Sehingga diharapkan MK mesti menjelaskan secara detail dan sederhana ke publik soal putusannya kemarin, yang memang terasa janggal bagi publik.
“Percaya tidaknya publik ke MK, akan berpengaruh kepada percaya tidaknya publik kepada supremasi hukum. Dan juga akan berpengaruh terhadap rasa percaya publik pada penyelenggaraan negara,” ujarnya.
Selain itu, para elit politik mesti menahan diri untuk tidak mempertontonkan manuver politik yang melanggar prinsip-prinsip demokrasi.
“Intervensi yang terlalu dalam dalam lembaga yudikatif, lalu dengan banal mempromosi keluarga sendiri, termasuk pengangkatan ketua partai dengan proses karbitan, adalah praktik politik yang kurang etis dipertontonkan kepada publik,” jelasnya.
Pengamat Politik Universitas Muhammadiyah (Unismuh) Makassar, Andi Luhur Prianto mengatakan Putusan MK benar-benar menjadi ujian bagi pelembagaan demokrasi substantif.

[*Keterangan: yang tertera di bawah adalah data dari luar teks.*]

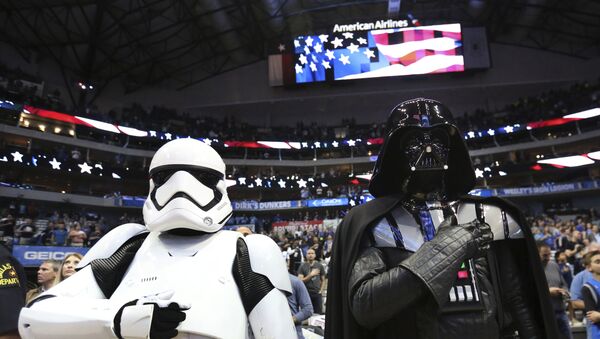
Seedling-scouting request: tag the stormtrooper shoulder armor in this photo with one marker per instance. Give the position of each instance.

“Runtuh sudah kepercayaan publik pada lembaga-lembaga demokrasi baru. Setelah KPK, MK telah kehilangan wibawa sebagai the guardian of constitution,” ujarnya.
“Pasca putusan ini, MK akan mengalami public distrust yg dahsyat. Stereotyping sebagai Mahkamah Keluarga semakin menemukan kebenarannya,” lanjutnya.
Andi Luhur juga menyebutkan demokrasi elektoral yang kita bangun memang berbeda dengan demokrasi liberal ala Barat.
“Basis paternalistiknya masih dilembagakan dalam UU, dalam bentuk pembatasan usia pemimpin politik. Putusan MK ini semakin membuka jalan pada perluasan demokrasi liberal,” jelasnya. (*/raksul)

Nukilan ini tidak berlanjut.